Romney's "gifts" remark ignores his own fatal flaw
On a chilly late-January afternoon in 2008, Mitt Romney was engaged in yet another day of around-the-clock campaigning when he posed for a photo with a group of young African-Americans at a Martin Luther King Day parade in Jacksonville, Fla.
It was my fifth month on the trail with Romney as an embedded campaign reporter for CBS News but the first time I had seen him at an event attended by more than a few minorities.
In all likelihood, not many of those at the MLK parade voted for Romney in the Florida primary the following week, but he was nonetheless greeted warmly by just about everyone he encountered.
The teenagers with whom the former Massachusetts governor posed seemed particularly excited to meet a famous person, as one young woman cheered and draped her arm around the candidate.
"Who's got your camera though?" Romney asked as he scanned the crowd, looking for someone to snap the shot.
There was a brief pause, and then he bellowed:
"Who let the dogs out? Who?! Who?!"
The shirt-and-tie-clad candidate's outburst referenced an eight-year-old song from a one-hit wonder; it had once so saturated the airwaves that a poll conducted the previous month by Rolling Stone magazine ranked it the third most annoying song of all time.

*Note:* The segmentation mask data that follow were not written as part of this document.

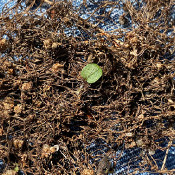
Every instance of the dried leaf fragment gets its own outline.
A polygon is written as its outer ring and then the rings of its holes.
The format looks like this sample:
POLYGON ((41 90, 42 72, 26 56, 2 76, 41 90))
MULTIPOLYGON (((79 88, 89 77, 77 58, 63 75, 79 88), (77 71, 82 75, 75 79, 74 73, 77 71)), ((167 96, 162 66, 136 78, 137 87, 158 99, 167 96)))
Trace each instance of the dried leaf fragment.
POLYGON ((109 169, 111 167, 111 163, 109 161, 109 157, 105 155, 101 161, 99 162, 98 169, 97 169, 97 175, 107 175, 109 172, 109 169))
POLYGON ((55 63, 52 68, 51 68, 52 72, 58 72, 58 71, 63 71, 64 70, 64 65, 60 64, 60 63, 55 63))

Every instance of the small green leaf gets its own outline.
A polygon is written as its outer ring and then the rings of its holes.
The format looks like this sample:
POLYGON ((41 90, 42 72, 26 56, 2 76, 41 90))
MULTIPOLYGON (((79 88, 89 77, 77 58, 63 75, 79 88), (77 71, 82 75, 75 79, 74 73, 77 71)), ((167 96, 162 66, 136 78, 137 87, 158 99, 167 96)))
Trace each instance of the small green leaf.
POLYGON ((19 171, 18 164, 16 163, 15 165, 16 165, 16 166, 15 166, 15 168, 14 168, 14 171, 18 172, 18 171, 19 171))
POLYGON ((81 71, 81 76, 88 83, 95 83, 103 74, 102 69, 95 63, 86 65, 81 71))

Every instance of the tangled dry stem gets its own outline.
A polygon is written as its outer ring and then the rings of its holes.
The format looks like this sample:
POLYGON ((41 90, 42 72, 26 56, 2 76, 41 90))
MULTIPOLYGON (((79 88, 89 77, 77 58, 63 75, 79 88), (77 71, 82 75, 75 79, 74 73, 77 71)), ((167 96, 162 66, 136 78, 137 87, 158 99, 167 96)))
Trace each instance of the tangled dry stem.
POLYGON ((95 160, 103 154, 89 148, 95 141, 106 143, 110 158, 119 148, 140 147, 140 172, 173 172, 166 157, 159 169, 151 156, 172 146, 161 147, 160 138, 174 139, 173 1, 145 0, 139 8, 130 1, 94 2, 87 19, 80 16, 86 1, 79 9, 69 1, 51 3, 40 14, 51 1, 31 10, 37 2, 5 6, 0 17, 4 172, 17 163, 32 174, 102 174, 103 163, 95 160), (135 27, 100 28, 106 19, 118 25, 109 7, 123 8, 119 22, 128 25, 129 18, 135 27), (90 62, 103 69, 92 85, 80 77, 90 62))

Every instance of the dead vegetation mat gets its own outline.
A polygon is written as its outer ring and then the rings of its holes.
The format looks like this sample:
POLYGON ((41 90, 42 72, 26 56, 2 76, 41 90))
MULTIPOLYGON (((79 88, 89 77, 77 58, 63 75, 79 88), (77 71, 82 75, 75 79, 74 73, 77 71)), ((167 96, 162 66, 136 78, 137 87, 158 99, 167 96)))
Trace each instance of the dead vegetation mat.
POLYGON ((87 19, 86 1, 79 8, 44 1, 44 12, 43 1, 2 9, 1 173, 108 174, 100 158, 135 147, 143 150, 136 170, 172 172, 151 153, 174 139, 173 1, 89 3, 96 8, 87 19), (119 23, 107 8, 124 9, 119 23), (105 31, 106 18, 121 28, 105 31), (80 76, 91 62, 103 70, 94 84, 80 76), (92 151, 93 143, 106 149, 92 151))

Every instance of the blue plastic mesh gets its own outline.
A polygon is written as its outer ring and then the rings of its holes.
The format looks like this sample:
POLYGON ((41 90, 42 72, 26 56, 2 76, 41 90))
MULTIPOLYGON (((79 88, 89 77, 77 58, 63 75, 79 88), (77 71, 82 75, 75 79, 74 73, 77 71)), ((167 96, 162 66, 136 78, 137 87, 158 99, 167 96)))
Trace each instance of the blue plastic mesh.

A few of the kids in the crowd giggled nervously at Romney's non sequitur before the candidate told them, "Thanks, guys," and moved along.
A few minutes later, a baby was hoisted up for the most standard of campaign trail rituals: politician-meets-infant photo op. But Romney took the moment to make yet another outdated, and perhaps even more cringe-worthy, reference to urban pop culture.
"Hey, buddy, how you doing? What's happening?" Romney said to the African-American child. "You've got some bling-bling there, too!"
In the countless hours I spent in Romney's presence during his first White House run (and mostly from a greater distance during his second bid), I saw a man who was preternaturally upbeat, well-meaning, and kind to just about everyone he encountered, friends and strangers alike.
But I also saw a candidate who seemed by nature almost uniquely ill-equipped to appeal to the young and minority voters who ended up playing a key role in his electoral demise.
Members of the press who traveled with Romney in 2007 and early 2008 began slowly to pick up on what would become an established media narrative by the time Romney was the 2012 front-runner: The former Massachusetts governor didn't just have a difficult time relating to young and minority voters, he often came across as a walking-talking time warp from the 1950s.
On the stump, Romney frequently began declarative sentences with the word "why," and talked about how long he'd been "going steady" with his high school "sweetheart." And that persona seemed well enough suited to Republican primary electorates, which were disproportionately white and older.
The mostly gray-haired members of his crowds in Iowa, after all, were usually receptive when Romney told of a cross-country trip that took him, as a teenager, through the Hawkeye State; he said he'd noticed that the soil was particularly fertile, prompting him to say to himself at the time, "God must love Iowa."